Causes of Accuracy Improvement
Fewer timeout failures. With provider MCPs, sometimes the LLM spends so many turns trying to find the right tool, or work around a missing tool, that it runs out of time and the output is either truncated, malformed, or missing entirely. This caused half of Coral’s accuracy advantage, enabling Claude to find 20 target facts that failed to be retrieved with MCPs.
For example, for the task “Do we have any duplicate dashboard names in our monitoring tool? If so, who created them?” the LLM called search_datadog_dashboards 56 times across 230 seconds. That Datadog tool doesn’t support aggregation, so the LLM tried to enumerate duplicates by searching for each title individually, then each dashboard ID, then each author handle. Eventually it failed. In contrast, the same task with Coral was solved accurately with 7 tool calls.

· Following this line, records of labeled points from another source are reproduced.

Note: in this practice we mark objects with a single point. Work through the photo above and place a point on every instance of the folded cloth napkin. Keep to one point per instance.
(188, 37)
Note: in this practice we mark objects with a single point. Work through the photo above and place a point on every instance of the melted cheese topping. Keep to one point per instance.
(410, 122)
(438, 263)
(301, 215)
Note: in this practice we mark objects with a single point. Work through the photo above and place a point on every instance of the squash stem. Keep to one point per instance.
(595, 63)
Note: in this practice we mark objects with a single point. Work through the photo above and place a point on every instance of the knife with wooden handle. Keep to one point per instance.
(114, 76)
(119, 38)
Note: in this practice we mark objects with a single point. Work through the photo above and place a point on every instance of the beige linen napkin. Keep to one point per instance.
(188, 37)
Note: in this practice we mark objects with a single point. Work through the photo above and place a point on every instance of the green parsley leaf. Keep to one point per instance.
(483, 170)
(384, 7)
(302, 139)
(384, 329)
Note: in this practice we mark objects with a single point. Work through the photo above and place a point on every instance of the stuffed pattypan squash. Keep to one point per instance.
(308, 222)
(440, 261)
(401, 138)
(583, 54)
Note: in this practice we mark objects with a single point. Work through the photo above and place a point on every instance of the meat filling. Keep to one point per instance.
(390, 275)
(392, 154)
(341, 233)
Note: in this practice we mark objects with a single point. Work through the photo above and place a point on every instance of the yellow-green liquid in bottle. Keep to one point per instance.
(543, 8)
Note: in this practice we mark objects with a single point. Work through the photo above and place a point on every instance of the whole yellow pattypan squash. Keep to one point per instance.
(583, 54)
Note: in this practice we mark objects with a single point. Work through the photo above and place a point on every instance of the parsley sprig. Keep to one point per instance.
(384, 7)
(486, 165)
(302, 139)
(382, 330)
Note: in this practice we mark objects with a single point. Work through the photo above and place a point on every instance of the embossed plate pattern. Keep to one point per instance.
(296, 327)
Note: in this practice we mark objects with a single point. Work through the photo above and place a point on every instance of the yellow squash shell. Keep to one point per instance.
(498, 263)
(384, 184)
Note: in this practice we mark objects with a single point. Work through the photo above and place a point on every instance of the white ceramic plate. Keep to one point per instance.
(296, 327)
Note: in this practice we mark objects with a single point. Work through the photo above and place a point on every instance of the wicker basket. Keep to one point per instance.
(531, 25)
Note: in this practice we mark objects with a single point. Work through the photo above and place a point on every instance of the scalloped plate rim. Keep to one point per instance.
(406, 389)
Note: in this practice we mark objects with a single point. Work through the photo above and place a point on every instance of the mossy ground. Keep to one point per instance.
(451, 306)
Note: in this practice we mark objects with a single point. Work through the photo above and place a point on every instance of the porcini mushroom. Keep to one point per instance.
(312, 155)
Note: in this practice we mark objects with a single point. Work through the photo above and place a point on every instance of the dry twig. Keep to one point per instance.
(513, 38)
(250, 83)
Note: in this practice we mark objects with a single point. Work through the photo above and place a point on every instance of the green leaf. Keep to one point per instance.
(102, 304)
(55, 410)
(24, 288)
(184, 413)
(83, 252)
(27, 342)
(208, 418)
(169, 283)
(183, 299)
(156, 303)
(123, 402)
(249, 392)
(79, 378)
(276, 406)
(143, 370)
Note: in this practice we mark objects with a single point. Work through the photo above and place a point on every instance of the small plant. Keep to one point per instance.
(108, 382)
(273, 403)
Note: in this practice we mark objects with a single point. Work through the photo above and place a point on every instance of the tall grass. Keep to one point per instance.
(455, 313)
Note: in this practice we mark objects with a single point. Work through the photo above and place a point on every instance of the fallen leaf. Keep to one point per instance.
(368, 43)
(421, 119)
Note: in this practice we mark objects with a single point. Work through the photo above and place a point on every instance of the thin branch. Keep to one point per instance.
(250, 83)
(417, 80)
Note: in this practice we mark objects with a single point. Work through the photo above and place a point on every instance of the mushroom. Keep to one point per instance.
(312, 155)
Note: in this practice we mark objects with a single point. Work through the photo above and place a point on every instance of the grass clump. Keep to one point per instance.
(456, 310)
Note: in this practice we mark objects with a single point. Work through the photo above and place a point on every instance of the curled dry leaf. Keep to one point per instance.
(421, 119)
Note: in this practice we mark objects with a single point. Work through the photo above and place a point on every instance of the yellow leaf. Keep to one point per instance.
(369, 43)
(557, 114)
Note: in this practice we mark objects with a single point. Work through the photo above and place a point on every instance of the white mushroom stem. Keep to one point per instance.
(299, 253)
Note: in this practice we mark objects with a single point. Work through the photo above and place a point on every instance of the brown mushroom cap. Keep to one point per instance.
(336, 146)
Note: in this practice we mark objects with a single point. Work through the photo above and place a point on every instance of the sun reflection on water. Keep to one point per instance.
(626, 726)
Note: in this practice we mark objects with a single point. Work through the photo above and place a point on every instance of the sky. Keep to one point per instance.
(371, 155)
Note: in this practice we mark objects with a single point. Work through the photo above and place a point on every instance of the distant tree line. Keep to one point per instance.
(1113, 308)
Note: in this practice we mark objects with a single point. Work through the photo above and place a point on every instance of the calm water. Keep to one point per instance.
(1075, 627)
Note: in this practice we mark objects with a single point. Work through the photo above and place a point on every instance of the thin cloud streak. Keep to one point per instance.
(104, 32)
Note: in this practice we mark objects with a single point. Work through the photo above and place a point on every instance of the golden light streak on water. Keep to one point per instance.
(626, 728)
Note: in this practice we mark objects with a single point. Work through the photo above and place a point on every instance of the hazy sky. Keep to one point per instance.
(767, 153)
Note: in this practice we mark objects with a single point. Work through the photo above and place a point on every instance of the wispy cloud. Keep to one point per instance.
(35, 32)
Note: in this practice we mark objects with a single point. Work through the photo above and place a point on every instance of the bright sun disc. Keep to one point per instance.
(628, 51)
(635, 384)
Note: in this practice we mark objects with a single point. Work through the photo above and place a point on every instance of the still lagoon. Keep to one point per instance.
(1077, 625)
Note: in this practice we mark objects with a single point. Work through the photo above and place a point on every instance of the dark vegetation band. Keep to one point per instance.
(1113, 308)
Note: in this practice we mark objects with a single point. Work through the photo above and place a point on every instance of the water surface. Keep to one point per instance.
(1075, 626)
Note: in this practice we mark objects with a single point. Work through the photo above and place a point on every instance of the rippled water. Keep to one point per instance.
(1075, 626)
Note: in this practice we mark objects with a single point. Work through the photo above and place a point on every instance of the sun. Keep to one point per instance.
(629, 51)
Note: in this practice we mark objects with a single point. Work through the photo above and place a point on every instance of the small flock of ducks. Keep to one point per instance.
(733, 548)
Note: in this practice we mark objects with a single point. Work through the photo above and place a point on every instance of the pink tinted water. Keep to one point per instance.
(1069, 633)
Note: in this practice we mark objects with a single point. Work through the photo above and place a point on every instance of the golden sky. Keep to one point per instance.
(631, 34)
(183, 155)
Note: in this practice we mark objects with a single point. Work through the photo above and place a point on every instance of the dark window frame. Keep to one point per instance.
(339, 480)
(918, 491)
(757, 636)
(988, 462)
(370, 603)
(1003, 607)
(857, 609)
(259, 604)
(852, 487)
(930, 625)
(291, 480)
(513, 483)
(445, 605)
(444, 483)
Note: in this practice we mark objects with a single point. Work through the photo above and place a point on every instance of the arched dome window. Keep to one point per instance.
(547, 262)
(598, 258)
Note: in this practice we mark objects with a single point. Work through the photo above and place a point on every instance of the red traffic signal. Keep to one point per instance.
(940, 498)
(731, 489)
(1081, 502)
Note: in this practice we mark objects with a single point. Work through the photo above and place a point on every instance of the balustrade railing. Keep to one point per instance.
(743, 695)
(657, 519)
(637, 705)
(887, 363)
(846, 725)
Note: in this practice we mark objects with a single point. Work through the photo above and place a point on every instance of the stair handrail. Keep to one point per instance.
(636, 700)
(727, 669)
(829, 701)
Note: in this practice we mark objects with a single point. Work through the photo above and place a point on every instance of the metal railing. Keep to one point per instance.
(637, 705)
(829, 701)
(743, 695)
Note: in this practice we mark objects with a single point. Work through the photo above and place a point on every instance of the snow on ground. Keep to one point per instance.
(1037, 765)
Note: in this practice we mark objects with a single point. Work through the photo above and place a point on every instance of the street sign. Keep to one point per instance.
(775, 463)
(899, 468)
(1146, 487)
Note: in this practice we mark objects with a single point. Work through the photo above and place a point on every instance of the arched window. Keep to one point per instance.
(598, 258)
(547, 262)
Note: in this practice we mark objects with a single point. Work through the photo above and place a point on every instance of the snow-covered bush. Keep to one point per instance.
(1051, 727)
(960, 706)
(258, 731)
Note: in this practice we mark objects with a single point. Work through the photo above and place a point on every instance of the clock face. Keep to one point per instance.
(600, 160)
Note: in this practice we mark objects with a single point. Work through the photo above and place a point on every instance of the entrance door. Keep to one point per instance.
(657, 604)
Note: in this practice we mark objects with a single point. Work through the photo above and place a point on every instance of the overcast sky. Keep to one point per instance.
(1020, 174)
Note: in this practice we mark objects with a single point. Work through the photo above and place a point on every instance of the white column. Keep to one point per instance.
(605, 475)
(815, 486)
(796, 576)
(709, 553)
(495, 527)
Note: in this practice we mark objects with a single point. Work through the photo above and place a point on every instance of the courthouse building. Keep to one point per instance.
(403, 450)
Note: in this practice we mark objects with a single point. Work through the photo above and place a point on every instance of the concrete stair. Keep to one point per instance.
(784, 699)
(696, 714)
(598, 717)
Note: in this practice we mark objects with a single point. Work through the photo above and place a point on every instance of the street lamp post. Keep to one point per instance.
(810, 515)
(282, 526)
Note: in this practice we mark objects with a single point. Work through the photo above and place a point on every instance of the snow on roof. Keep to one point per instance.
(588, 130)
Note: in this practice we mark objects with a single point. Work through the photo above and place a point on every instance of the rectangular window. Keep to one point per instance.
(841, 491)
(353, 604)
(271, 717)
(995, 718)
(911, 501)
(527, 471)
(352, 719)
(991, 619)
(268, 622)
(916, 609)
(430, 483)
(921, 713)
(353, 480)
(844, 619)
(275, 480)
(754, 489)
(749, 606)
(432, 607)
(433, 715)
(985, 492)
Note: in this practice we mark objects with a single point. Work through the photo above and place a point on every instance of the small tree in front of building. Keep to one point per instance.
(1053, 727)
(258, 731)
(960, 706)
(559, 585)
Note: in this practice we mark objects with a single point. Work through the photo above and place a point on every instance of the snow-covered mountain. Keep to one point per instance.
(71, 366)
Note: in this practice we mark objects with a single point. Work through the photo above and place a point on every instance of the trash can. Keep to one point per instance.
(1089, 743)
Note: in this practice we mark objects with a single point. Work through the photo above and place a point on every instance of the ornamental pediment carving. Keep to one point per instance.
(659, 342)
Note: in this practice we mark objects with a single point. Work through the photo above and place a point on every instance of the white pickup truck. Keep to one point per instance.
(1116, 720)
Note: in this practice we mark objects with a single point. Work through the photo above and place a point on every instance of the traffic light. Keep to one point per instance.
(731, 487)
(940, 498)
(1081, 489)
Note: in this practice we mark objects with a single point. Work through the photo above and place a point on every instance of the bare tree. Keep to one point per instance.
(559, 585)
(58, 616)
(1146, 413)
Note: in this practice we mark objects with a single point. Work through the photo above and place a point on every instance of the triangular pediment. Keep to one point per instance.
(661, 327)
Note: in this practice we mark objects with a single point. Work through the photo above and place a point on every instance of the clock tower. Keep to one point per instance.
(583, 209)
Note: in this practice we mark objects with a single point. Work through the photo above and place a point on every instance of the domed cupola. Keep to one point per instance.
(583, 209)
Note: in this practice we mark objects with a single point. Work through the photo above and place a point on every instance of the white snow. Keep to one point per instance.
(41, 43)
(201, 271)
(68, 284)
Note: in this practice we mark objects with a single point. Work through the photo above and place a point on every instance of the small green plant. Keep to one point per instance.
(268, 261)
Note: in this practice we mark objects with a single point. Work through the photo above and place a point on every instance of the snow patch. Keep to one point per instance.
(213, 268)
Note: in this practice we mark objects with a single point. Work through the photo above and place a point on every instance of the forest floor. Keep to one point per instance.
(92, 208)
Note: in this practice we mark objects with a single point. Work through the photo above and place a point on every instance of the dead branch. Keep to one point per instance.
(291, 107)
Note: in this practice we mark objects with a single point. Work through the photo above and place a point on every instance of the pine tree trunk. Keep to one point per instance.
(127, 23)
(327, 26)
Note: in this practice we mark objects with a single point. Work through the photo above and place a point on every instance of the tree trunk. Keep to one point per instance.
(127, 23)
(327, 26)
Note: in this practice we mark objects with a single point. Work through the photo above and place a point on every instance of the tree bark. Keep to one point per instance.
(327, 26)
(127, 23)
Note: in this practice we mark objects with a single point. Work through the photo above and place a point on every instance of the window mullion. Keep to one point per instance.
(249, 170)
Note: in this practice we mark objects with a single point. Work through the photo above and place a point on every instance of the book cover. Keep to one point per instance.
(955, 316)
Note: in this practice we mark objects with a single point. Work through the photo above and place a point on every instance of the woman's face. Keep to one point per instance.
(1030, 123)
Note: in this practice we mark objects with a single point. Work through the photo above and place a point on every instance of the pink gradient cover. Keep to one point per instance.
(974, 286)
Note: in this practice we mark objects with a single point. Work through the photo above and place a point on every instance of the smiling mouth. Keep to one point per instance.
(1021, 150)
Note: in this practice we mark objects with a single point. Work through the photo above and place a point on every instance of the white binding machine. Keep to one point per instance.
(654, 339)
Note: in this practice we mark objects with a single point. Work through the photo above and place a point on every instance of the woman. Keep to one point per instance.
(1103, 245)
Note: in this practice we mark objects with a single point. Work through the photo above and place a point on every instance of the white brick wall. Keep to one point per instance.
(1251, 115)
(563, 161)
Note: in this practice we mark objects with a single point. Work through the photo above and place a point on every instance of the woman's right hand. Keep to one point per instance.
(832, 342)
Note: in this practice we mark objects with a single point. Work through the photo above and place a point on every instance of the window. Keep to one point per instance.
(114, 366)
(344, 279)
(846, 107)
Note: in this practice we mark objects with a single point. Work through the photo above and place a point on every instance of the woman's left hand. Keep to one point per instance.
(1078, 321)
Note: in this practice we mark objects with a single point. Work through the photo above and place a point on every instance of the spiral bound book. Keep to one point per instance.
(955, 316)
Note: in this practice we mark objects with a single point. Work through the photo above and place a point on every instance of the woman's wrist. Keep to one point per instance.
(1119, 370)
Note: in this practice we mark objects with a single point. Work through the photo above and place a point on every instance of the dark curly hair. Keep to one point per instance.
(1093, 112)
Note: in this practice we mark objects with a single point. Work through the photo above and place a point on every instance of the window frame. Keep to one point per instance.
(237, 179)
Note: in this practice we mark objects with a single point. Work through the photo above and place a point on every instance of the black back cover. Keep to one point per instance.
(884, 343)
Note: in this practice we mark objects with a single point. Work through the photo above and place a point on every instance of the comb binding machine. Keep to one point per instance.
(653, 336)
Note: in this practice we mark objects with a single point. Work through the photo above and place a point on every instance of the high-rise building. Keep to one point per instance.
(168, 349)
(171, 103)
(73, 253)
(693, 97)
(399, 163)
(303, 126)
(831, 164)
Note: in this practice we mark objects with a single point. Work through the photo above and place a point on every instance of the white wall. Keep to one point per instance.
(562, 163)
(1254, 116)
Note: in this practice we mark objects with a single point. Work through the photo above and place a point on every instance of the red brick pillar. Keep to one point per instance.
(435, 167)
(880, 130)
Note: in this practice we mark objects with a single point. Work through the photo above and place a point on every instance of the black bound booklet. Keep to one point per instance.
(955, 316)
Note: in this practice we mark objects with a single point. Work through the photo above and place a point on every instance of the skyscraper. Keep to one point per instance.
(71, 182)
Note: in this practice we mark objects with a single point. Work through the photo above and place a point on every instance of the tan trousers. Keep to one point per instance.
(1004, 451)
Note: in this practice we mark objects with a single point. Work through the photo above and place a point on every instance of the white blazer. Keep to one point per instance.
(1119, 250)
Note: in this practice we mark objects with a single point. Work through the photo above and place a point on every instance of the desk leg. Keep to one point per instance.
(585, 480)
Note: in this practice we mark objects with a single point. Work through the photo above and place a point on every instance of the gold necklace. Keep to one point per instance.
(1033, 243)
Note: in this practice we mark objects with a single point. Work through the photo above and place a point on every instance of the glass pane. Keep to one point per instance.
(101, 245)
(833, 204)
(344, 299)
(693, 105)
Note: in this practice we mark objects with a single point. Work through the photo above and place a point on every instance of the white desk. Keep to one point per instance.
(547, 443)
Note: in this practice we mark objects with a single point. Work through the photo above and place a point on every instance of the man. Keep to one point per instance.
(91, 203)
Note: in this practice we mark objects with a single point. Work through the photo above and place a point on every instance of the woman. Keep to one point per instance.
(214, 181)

MCP data gaps. MCP servers often don’t include all of the data available from the API. For example Datadog’s MCP has 19 tools for dashboards, monitors, hosts, logs, and metrics - but no tool for user management. You can’t list users, check disabled status, or see account creation dates. In contrast, Coral connectors expose the full data model as SQL tables. This caused the remaining half of Coral’s accuracy advantage over MCP.